Entrevista:O Estado inteligente

quarta-feira, março 15, 2006

MIRIAM LEITÃO Mercado em festa

O GLOBO


O mercado financeiro avalia a notícia política de ontem como a melhor que poderia ter. Na sua visão, que não necessariamente corresponde à realidade dos fatos, agora é ganhar ou ganhar. Segundo a maioria dos analistas, com a vitória do presidente Lula, seria mais do mesmo; e não há motivos de queixa. A vitória de Geraldo Alckmin seria o fim do risco José Serra.



José Serra era avaliado em vários dos bancos e consultorias como um economista com idéias próprias e intenção de fazer mudanças importantes no modelo econômico. O mercado tem medo de um perfil assim. Considerava que Serra poderia intervir no Banco Central, retirando parte da autonomia que, de fato, o BC demonstrou ter nos últimos anos. Poderia também querer recuperar algumas ferramentas de intervenção governamental na área econômica.

Alckmin é uma folha em branco e uma pessoa em silêncio, para o mercado. Em alguns contatos que o governador de São Paulo teve com economistas, ele mais ouviu que falou. Isso foi entendido, principalmente pelos mais loquazes, como aquiescência. Na análise ouvida em alguns bancos, Geraldo Alckmin, se eleito, será o modelo de eficiência na gestão.

Para vários analistas dos bancos, as decisões econômicas do presidente Lula representaram o fim do risco. O risco como ele era entendido até a eleição de 2002, de uma condução da política econômica de confronto com os credores e de mudanças radicais de rumo. A Carta aos Brasileiros não chegou a convencê-los a abrir mão de todas as operações de hedge feitas para enfrentar a turbulência que temiam vir pela frente com a eleição do PT. A tabela abaixo mostra o que acontecia com a economia às vésperas da última eleição presidencial. O risco atingiu bem além dos 2 mil pontos; a Bovespa, com muitas perdas, caía para baixo dos 10 mil pontos; o dólar alcançou os R$ 4. Depois deste período bastante complicado, o que realmente produziu a diluição dos temores foram os três anos de condução da política econômica pelo ministro Antonio Palocci.

Nos primeiros dois anos de Lula, a queda de Palocci era um cenário impensável no mercado financeiro. Ele era o homem da estabilidade. Depois das primeiras crises, quando Palocci passou a ser atingido pelo escândalo político, a confiança do mercado foi sendo transferida para o presidente Lula. Consideraram que era Lula o verdadeiro fiador da política econômica que tinha mantido a autonomia do Banco Central, o respeito aos contratos, o superávit primário, relações respeitosas com organismos financeiros internacionais. Quanto a Palocci, submetido a intenso tiroteio político, passou a ser considerado uma pessoa importante, mas substituível pelo seu vice no ministério, o apartidário Murilo Portugal. Assim é se lhe parece. No mercado financeiro, poucos se dão conta da complexidade da política.

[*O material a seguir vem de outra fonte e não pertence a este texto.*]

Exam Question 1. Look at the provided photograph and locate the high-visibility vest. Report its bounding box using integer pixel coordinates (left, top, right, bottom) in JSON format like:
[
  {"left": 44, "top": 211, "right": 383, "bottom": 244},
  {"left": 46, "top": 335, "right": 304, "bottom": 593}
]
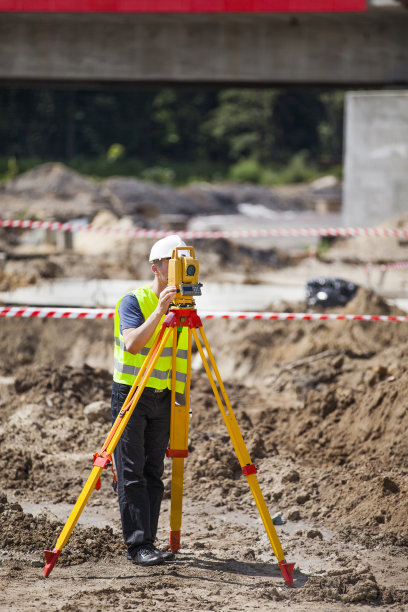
[{"left": 113, "top": 285, "right": 188, "bottom": 403}]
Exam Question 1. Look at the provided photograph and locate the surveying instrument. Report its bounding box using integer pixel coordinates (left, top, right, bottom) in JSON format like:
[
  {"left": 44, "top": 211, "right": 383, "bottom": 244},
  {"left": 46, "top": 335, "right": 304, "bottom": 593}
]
[{"left": 44, "top": 246, "right": 295, "bottom": 586}]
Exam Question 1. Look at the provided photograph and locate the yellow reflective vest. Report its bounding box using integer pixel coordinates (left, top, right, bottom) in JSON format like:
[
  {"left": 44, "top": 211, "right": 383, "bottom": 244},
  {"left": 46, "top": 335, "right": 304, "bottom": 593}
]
[{"left": 113, "top": 285, "right": 188, "bottom": 403}]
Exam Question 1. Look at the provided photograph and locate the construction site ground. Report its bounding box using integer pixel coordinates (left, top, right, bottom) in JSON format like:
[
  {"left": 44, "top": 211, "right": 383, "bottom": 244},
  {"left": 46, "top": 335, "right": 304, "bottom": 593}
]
[{"left": 0, "top": 170, "right": 408, "bottom": 612}]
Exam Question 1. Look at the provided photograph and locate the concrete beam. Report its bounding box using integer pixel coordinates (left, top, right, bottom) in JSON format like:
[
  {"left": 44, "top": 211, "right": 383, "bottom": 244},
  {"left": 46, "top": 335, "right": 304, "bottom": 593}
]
[{"left": 0, "top": 9, "right": 408, "bottom": 87}]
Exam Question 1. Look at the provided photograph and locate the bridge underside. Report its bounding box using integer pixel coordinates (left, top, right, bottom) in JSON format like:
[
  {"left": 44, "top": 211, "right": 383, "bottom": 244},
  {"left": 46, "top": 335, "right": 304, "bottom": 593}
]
[{"left": 0, "top": 9, "right": 408, "bottom": 87}]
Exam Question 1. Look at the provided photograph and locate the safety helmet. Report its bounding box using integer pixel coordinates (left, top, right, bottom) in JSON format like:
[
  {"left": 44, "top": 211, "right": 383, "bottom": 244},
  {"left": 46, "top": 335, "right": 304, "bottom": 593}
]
[{"left": 149, "top": 234, "right": 187, "bottom": 263}]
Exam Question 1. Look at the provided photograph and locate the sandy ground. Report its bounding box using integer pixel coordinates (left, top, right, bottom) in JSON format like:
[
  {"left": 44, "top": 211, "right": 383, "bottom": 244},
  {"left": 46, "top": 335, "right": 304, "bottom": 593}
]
[
  {"left": 0, "top": 284, "right": 408, "bottom": 610},
  {"left": 0, "top": 175, "right": 408, "bottom": 612}
]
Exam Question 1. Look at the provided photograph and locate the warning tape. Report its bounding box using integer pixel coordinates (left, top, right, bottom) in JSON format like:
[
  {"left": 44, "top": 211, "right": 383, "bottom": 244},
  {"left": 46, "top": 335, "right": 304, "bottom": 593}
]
[
  {"left": 0, "top": 306, "right": 408, "bottom": 323},
  {"left": 364, "top": 261, "right": 408, "bottom": 274},
  {"left": 0, "top": 219, "right": 408, "bottom": 238}
]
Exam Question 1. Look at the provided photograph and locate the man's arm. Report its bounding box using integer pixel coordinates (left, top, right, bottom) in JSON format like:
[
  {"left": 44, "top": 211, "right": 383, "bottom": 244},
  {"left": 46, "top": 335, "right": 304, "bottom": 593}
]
[{"left": 122, "top": 287, "right": 177, "bottom": 355}]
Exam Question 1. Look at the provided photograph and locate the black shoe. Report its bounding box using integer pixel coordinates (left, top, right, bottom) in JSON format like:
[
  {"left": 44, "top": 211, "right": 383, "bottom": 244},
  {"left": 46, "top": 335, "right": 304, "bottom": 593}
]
[
  {"left": 127, "top": 544, "right": 164, "bottom": 565},
  {"left": 153, "top": 545, "right": 175, "bottom": 561},
  {"left": 126, "top": 544, "right": 175, "bottom": 561}
]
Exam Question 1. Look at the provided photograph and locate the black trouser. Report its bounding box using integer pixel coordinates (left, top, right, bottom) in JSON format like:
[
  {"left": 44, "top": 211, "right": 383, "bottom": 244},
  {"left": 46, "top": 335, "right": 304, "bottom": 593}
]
[{"left": 111, "top": 381, "right": 171, "bottom": 552}]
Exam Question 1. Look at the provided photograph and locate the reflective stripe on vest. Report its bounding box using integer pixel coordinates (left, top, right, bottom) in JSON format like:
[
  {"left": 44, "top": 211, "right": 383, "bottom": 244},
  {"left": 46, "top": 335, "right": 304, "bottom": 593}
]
[{"left": 113, "top": 286, "right": 188, "bottom": 398}]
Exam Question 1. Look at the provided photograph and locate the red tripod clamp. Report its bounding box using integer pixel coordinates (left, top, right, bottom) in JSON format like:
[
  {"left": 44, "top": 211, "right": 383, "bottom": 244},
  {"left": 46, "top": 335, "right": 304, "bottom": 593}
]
[{"left": 163, "top": 308, "right": 203, "bottom": 328}]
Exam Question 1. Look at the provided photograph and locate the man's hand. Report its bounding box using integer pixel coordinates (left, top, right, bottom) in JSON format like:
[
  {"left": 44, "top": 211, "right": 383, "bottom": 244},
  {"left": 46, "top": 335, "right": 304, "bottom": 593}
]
[{"left": 156, "top": 287, "right": 177, "bottom": 317}]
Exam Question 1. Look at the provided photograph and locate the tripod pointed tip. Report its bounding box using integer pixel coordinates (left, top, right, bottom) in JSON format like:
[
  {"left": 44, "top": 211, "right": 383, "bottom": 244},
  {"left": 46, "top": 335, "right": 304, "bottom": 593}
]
[
  {"left": 44, "top": 548, "right": 61, "bottom": 578},
  {"left": 279, "top": 559, "right": 295, "bottom": 586}
]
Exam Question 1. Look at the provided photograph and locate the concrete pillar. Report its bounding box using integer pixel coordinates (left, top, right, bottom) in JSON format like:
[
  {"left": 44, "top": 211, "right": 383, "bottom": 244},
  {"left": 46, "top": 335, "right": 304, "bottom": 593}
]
[{"left": 343, "top": 90, "right": 408, "bottom": 227}]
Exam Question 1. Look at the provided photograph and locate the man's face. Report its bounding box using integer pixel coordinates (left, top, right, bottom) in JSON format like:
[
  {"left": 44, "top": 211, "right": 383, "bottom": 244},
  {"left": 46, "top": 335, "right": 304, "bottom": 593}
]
[{"left": 154, "top": 258, "right": 170, "bottom": 287}]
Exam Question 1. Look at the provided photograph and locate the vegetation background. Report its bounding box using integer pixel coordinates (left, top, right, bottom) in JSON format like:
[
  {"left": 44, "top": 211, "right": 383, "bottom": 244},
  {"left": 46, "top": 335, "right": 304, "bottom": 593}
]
[{"left": 0, "top": 88, "right": 344, "bottom": 185}]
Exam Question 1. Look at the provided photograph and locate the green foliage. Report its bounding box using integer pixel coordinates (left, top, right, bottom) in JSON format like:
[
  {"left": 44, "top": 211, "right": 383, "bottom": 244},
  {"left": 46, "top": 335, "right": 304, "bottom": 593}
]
[
  {"left": 141, "top": 166, "right": 176, "bottom": 185},
  {"left": 106, "top": 143, "right": 125, "bottom": 163},
  {"left": 0, "top": 88, "right": 344, "bottom": 185},
  {"left": 280, "top": 151, "right": 319, "bottom": 184},
  {"left": 229, "top": 159, "right": 262, "bottom": 183}
]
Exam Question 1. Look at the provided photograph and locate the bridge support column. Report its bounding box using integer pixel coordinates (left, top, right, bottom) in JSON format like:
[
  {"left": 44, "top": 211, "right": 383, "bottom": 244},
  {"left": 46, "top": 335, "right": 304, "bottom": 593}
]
[{"left": 343, "top": 90, "right": 408, "bottom": 227}]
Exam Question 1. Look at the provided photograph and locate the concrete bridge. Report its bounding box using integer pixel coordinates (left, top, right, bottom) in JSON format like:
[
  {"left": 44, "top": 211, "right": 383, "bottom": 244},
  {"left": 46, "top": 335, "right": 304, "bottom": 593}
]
[{"left": 0, "top": 0, "right": 408, "bottom": 88}]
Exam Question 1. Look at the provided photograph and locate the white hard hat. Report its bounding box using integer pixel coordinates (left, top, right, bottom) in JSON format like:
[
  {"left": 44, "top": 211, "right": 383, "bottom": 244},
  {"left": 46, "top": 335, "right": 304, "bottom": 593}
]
[{"left": 149, "top": 234, "right": 187, "bottom": 263}]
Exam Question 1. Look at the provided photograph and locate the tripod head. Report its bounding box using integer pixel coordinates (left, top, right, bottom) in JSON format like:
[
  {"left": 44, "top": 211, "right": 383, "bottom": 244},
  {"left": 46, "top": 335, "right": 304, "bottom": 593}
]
[{"left": 168, "top": 246, "right": 202, "bottom": 308}]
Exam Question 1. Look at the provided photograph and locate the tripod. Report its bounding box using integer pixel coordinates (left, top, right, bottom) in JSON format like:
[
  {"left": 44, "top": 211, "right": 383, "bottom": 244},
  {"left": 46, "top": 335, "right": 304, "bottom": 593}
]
[{"left": 44, "top": 302, "right": 295, "bottom": 586}]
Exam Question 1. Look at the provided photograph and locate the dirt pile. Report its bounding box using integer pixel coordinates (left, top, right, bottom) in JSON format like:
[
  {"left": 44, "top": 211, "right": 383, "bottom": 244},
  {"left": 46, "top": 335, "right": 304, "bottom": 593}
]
[
  {"left": 0, "top": 262, "right": 408, "bottom": 612},
  {"left": 0, "top": 494, "right": 124, "bottom": 567}
]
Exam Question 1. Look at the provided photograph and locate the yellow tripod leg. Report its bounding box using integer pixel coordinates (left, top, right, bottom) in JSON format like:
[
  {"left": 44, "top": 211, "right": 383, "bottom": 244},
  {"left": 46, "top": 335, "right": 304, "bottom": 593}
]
[
  {"left": 167, "top": 328, "right": 191, "bottom": 552},
  {"left": 192, "top": 327, "right": 294, "bottom": 586},
  {"left": 44, "top": 328, "right": 171, "bottom": 577}
]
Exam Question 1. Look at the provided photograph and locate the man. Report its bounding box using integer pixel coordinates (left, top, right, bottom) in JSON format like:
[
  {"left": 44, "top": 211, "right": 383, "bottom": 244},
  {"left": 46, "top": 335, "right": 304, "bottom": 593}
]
[{"left": 111, "top": 235, "right": 187, "bottom": 565}]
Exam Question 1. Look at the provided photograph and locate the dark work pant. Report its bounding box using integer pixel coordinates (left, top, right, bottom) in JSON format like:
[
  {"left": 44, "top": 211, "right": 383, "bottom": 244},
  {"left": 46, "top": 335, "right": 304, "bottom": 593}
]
[{"left": 111, "top": 381, "right": 171, "bottom": 552}]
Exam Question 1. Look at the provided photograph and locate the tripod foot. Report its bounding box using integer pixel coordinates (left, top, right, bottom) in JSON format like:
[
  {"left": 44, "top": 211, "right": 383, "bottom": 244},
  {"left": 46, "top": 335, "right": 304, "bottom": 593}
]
[
  {"left": 279, "top": 559, "right": 295, "bottom": 586},
  {"left": 44, "top": 548, "right": 61, "bottom": 578},
  {"left": 170, "top": 530, "right": 180, "bottom": 552}
]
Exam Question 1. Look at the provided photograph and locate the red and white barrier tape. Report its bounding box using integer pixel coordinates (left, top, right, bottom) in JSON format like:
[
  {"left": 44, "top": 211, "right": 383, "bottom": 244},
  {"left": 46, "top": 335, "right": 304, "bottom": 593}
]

Um dos fatores que mais dão ao mercado a sensação de fim do risco é o fato de o superávit primário ter sido mantido — e até aumentado — durante o ano passado. Na verdade, os sete anos consecutivos de superação da meta fiscal não afastam o fato de que as despesas continuaram aumentando. As despesas primárias vêm crescendo desde o começo da década de 90 e, em certos aspectos, essa elevação até se acelerou nos últimos três anos. Este ano, o governo Lula decidiu elevar os gastos e eles quase dobraram nos primeiros dois meses em relação ao mesmo período do ano passado. Não são aumentos de gastos que signifiquem melhoria da eficiência da economia. É apenas tapa buraco. Não há qualquer PPP a caminho. As despesas que mais sobem são as despesas correntes e incomprimíveis. Tudo indica que o fim do risco fiscal que o mercado imagina é uma visão superficial, dada pelo superávit primário, e não pela avaliação objetiva da trajetória das despesas e da carga tributária.

Na visão dos analistas, o governador Geraldo Alckmin não promoverá uma disputa polarizada e uma campanha agressiva. O debate se dará em torno da eficiência de gestão. O raciocínio é que Alckmin nunca se indispôs com o modelo econômico, ao contrário de José Serra, e que, portanto, esta não será uma questão da campanha eleitoral.

Na verdade, uma campanha tem dinâmica própria: o próprio Lula II pode não ter relação com o Lula I. Alckmin, que venceu ao mostrar uma resistência não esperada pelo comando partidário, vai usar na campanha o que seus marqueteiros acharem que é um bom caminho eleitoral. Um dos vários riscos que corre o governador de São Paulo é ser “cristianizado”, ou seja, ser abandonado, por uma parte do partido. A unidade demonstrada ontem pode se esfumaçar assim que começar a campanha para valer.